Burke does acknowledge that there are legitimate concerns about the still-emerging field of agricultural biotechnology — especially given its short track record (only about 15-17 years).
“The law of unintended consequences is real,” Burke concedes.”Things happen.”
Still, Burke sees only two options: “To totally truncate agricultural biotechnology, or … to be very, very careful at all stages. And the second course, of course, is that which has been adopted by America and other countries.”
He may be overlooking the widespread rejection of genetically modified foods in Europe and other countries. In fact, many European countries forbid the import of any foods produced from genetically modified crops, notes a June United Press International article.
But even Cumberford maintains that biotech is too much of a national and international phenomenon to stop.
“I hope that the people who stand to benefit most from this approach this project with the utmost humility and long-range view,” offers Cumberford. “There’s no stopping it. You can’t stop the human mind from seeking to take things apart. It’s what we do best — and worst. It’s what gave us the atomic bomb, for example.”

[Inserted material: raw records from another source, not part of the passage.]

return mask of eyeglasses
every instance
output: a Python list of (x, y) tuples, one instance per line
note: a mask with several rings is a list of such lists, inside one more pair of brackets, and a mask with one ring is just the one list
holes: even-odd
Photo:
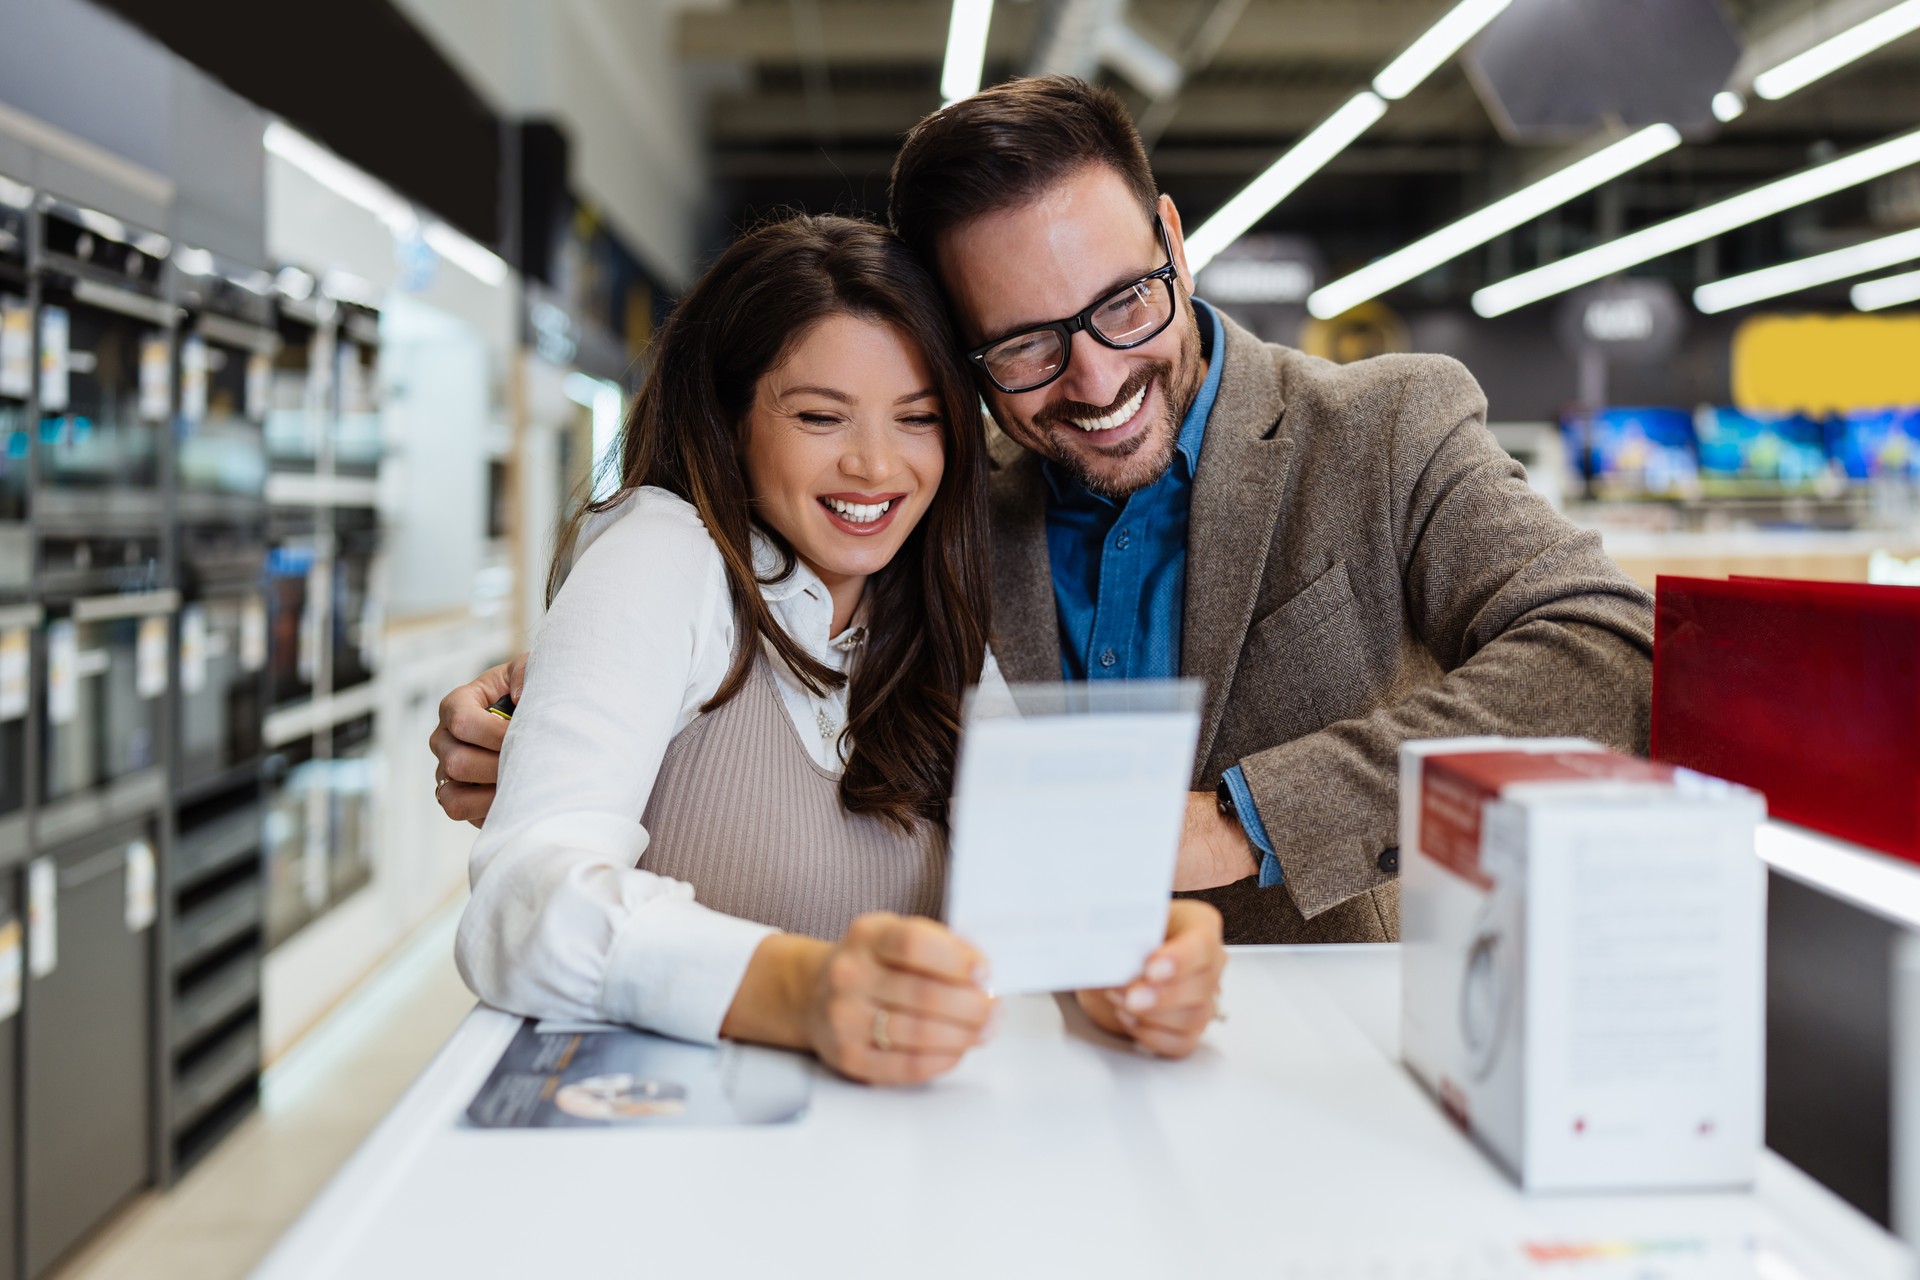
[(1167, 255), (1166, 266), (1149, 271), (1078, 315), (1023, 329), (975, 347), (966, 353), (967, 359), (979, 366), (994, 386), (1008, 395), (1017, 395), (1022, 391), (1038, 391), (1067, 371), (1067, 361), (1073, 354), (1073, 335), (1082, 329), (1115, 351), (1125, 351), (1159, 337), (1160, 331), (1172, 323), (1177, 309), (1173, 285), (1179, 268), (1173, 265), (1173, 245), (1167, 239), (1166, 224), (1157, 215), (1153, 229), (1160, 237), (1160, 248)]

Putting together a viable biotechnology initiative will also require several other components, the steering committee concluded. These include developing educational and work-force training programs at Western Carolina University, UNCA and A-B Tech.
“We’re not going to be doing anything — from my perspective — that’s going to be harmful to our community,” asserts Bailey. “What we’re looking for is biotechnology industries that will be making prescription drugs and those kinds of things that will enhance our quality of life.”

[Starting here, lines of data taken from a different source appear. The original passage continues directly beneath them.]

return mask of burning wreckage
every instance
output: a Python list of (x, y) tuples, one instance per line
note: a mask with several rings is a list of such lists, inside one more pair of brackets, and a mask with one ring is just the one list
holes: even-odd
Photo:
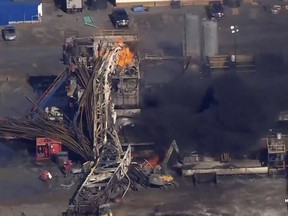
[[(131, 51), (137, 39), (136, 34), (67, 38), (63, 52), (68, 67), (35, 103), (29, 118), (1, 118), (2, 138), (53, 138), (88, 161), (87, 177), (71, 199), (67, 215), (94, 214), (130, 187), (148, 185), (139, 166), (131, 164), (131, 147), (124, 150), (117, 134), (119, 119), (140, 112), (139, 60)], [(44, 112), (43, 108), (67, 79), (73, 115), (64, 120), (60, 115), (59, 120), (57, 109)]]
[[(172, 152), (180, 156), (175, 141), (167, 150), (161, 166), (157, 166), (160, 164), (158, 155), (144, 163), (143, 160), (135, 162), (136, 155), (145, 158), (147, 154), (144, 151), (143, 155), (140, 152), (133, 155), (132, 149), (137, 145), (132, 148), (119, 137), (119, 128), (133, 122), (133, 116), (140, 113), (141, 74), (140, 60), (133, 50), (137, 34), (116, 33), (107, 31), (93, 37), (67, 37), (63, 46), (63, 61), (67, 68), (34, 103), (29, 117), (17, 120), (0, 118), (1, 138), (38, 138), (36, 140), (41, 140), (41, 143), (38, 146), (36, 141), (36, 147), (40, 149), (36, 148), (36, 155), (42, 155), (43, 147), (44, 150), (47, 147), (44, 158), (56, 154), (61, 150), (59, 144), (63, 144), (86, 161), (81, 170), (86, 175), (70, 200), (66, 215), (97, 215), (100, 206), (123, 197), (129, 188), (177, 186), (167, 172)], [(69, 110), (63, 114), (56, 107), (47, 107), (47, 103), (67, 81)], [(286, 154), (283, 139), (278, 138), (273, 142), (267, 141), (268, 162), (275, 155), (283, 158)], [(227, 154), (213, 163), (203, 162), (193, 152), (177, 159), (181, 162), (178, 168), (181, 167), (182, 176), (193, 177), (194, 182), (202, 174), (211, 174), (216, 182), (217, 175), (265, 174), (270, 168), (275, 168), (274, 162), (264, 167), (247, 163), (238, 167), (231, 163)], [(286, 168), (285, 160), (281, 160), (279, 167)]]

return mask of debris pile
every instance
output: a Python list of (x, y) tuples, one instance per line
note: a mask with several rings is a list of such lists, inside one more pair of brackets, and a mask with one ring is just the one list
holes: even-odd
[[(131, 112), (139, 105), (139, 62), (122, 42), (95, 37), (70, 38), (67, 42), (65, 46), (79, 54), (65, 51), (68, 67), (63, 73), (77, 83), (66, 89), (67, 96), (77, 103), (73, 119), (65, 115), (61, 121), (51, 119), (37, 107), (28, 119), (1, 118), (0, 138), (48, 137), (81, 155), (89, 166), (83, 167), (84, 179), (67, 215), (87, 215), (111, 200), (121, 199), (129, 188), (138, 190), (149, 185), (141, 167), (131, 165), (131, 146), (122, 149), (116, 129), (119, 112), (115, 109)], [(49, 179), (47, 173), (42, 177)]]
[(51, 121), (45, 114), (38, 114), (34, 119), (22, 120), (1, 117), (0, 137), (26, 140), (35, 140), (35, 137), (53, 137), (84, 159), (93, 158), (90, 141), (79, 129), (70, 124)]

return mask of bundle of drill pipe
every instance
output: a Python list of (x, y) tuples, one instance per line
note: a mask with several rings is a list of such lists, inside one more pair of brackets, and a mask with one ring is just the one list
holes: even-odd
[[(35, 113), (36, 117), (33, 119), (0, 118), (0, 138), (34, 140), (36, 137), (52, 137), (54, 140), (62, 142), (71, 151), (82, 156), (83, 159), (87, 161), (95, 159), (93, 153), (93, 141), (95, 141), (93, 140), (93, 136), (95, 136), (93, 134), (93, 109), (95, 109), (93, 108), (93, 80), (96, 78), (99, 82), (103, 78), (101, 67), (103, 67), (103, 62), (107, 60), (107, 55), (111, 50), (106, 47), (102, 51), (103, 55), (95, 59), (92, 74), (89, 74), (85, 68), (79, 65), (76, 58), (73, 59), (78, 68), (75, 75), (85, 89), (79, 101), (77, 126), (72, 126), (70, 122), (66, 122), (65, 124), (63, 122), (51, 121), (43, 111), (38, 110)], [(97, 84), (99, 89), (95, 89), (99, 91), (98, 95), (100, 96), (104, 93), (100, 87), (101, 85), (102, 83), (99, 82)], [(99, 105), (102, 106), (102, 100), (100, 98), (97, 100), (99, 100)], [(98, 107), (97, 109), (101, 110), (102, 108)], [(85, 118), (83, 118), (84, 115)], [(100, 125), (104, 123), (102, 122), (103, 120), (102, 116), (99, 116), (97, 130), (100, 130)], [(88, 131), (88, 134), (83, 131)], [(98, 140), (98, 142), (101, 141), (103, 140)]]
[(35, 140), (36, 137), (53, 137), (84, 159), (93, 158), (90, 141), (81, 135), (80, 131), (77, 132), (77, 129), (61, 122), (51, 121), (42, 114), (37, 115), (33, 120), (0, 118), (0, 137), (26, 140)]
[[(83, 96), (79, 103), (80, 118), (78, 119), (78, 126), (72, 126), (70, 122), (55, 122), (48, 119), (46, 114), (38, 110), (36, 117), (33, 119), (13, 119), (0, 118), (0, 138), (14, 138), (35, 140), (36, 137), (53, 137), (54, 140), (62, 142), (71, 151), (79, 154), (84, 160), (93, 160), (93, 144), (92, 144), (92, 107), (91, 100), (93, 95), (93, 77), (100, 68), (103, 59), (97, 59), (97, 64), (93, 74), (87, 80), (87, 73), (85, 81), (82, 85), (85, 87)], [(80, 68), (78, 68), (80, 69)], [(85, 70), (79, 70), (77, 76), (80, 78)], [(81, 79), (80, 79), (81, 80)], [(84, 120), (83, 115), (86, 115)], [(87, 129), (89, 139), (84, 135), (84, 128)]]

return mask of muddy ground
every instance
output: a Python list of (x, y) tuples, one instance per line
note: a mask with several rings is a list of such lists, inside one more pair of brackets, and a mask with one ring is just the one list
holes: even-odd
[[(109, 8), (103, 12), (85, 11), (81, 15), (65, 15), (52, 5), (45, 5), (43, 22), (40, 24), (19, 24), (18, 40), (15, 43), (0, 41), (0, 113), (14, 117), (24, 116), (31, 108), (25, 96), (36, 100), (43, 91), (43, 76), (57, 75), (61, 64), (61, 45), (64, 30), (79, 30), (81, 36), (93, 34), (95, 29), (83, 25), (82, 16), (90, 15), (101, 28), (112, 28), (107, 18)], [(141, 35), (142, 54), (164, 51), (166, 55), (181, 55), (183, 14), (198, 14), (205, 17), (203, 7), (187, 7), (180, 10), (167, 8), (151, 9), (147, 13), (132, 14), (131, 19)], [(233, 52), (233, 38), (229, 26), (237, 24), (238, 52), (283, 53), (283, 44), (288, 30), (283, 27), (288, 16), (265, 14), (260, 7), (243, 6), (239, 16), (227, 11), (226, 18), (219, 24), (219, 48), (221, 54)], [(171, 27), (172, 26), (172, 27)], [(171, 33), (173, 29), (173, 33)], [(145, 42), (143, 42), (145, 41)], [(284, 43), (283, 43), (284, 41)], [(161, 71), (159, 67), (164, 67)], [(145, 78), (151, 83), (171, 82), (179, 76), (179, 62), (151, 63), (143, 67)], [(158, 73), (157, 73), (158, 72)], [(31, 76), (38, 77), (39, 85), (28, 82)], [(47, 77), (46, 77), (47, 78)], [(49, 77), (48, 77), (49, 78)], [(39, 90), (40, 88), (40, 90)], [(25, 148), (0, 145), (0, 215), (58, 216), (68, 205), (75, 187), (65, 189), (46, 185), (38, 176), (43, 167), (33, 164), (33, 157)], [(23, 150), (24, 149), (24, 150)], [(57, 173), (57, 171), (55, 171)], [(54, 173), (53, 173), (54, 174)], [(56, 174), (57, 175), (57, 174)], [(123, 202), (114, 207), (116, 216), (141, 215), (210, 215), (210, 216), (284, 216), (287, 208), (284, 198), (284, 178), (229, 177), (220, 179), (219, 184), (179, 183), (177, 189), (160, 189), (129, 192)]]
[[(180, 182), (180, 181), (179, 181)], [(130, 191), (121, 204), (113, 206), (115, 216), (284, 216), (285, 179), (267, 177), (231, 177), (217, 185), (181, 185), (163, 191), (143, 189)], [(71, 191), (70, 191), (71, 192)], [(66, 208), (68, 192), (33, 195), (19, 203), (1, 205), (1, 215), (61, 215)], [(1, 199), (2, 200), (2, 199)], [(16, 200), (15, 200), (16, 201)]]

For its part, A-B Tech plans to serve as a home base for the local biotech effort in part of a cavernous building on its Enka campus — dubbed the Biotechnology Incubator and Training Center — that BASF once used as its research and development facility. BASF donated it and two other buildings plus nearly 37 acres of land to the school’s board of trustees in October 2000.
But before they can house any budding biomanufacturers, college officials say they must overcome several hurdles. One is bringing the 152,000-square-foot structure up to code — which may take a year, says Meyer. Another hurdle is the state’s continuing budget crunch, which could delay the effort another year beyond that, he notes. And it costs about $1 million annually just to heat, cool and maintain the building.
Meyer is also feeling a certain amount of pressure, since one local biotech company that specializes in protein synthesis wants to move out of a basement and into the incubator by September. He sees other potential tenants as well, given the shortage of small laboratories in Research Triangle Park.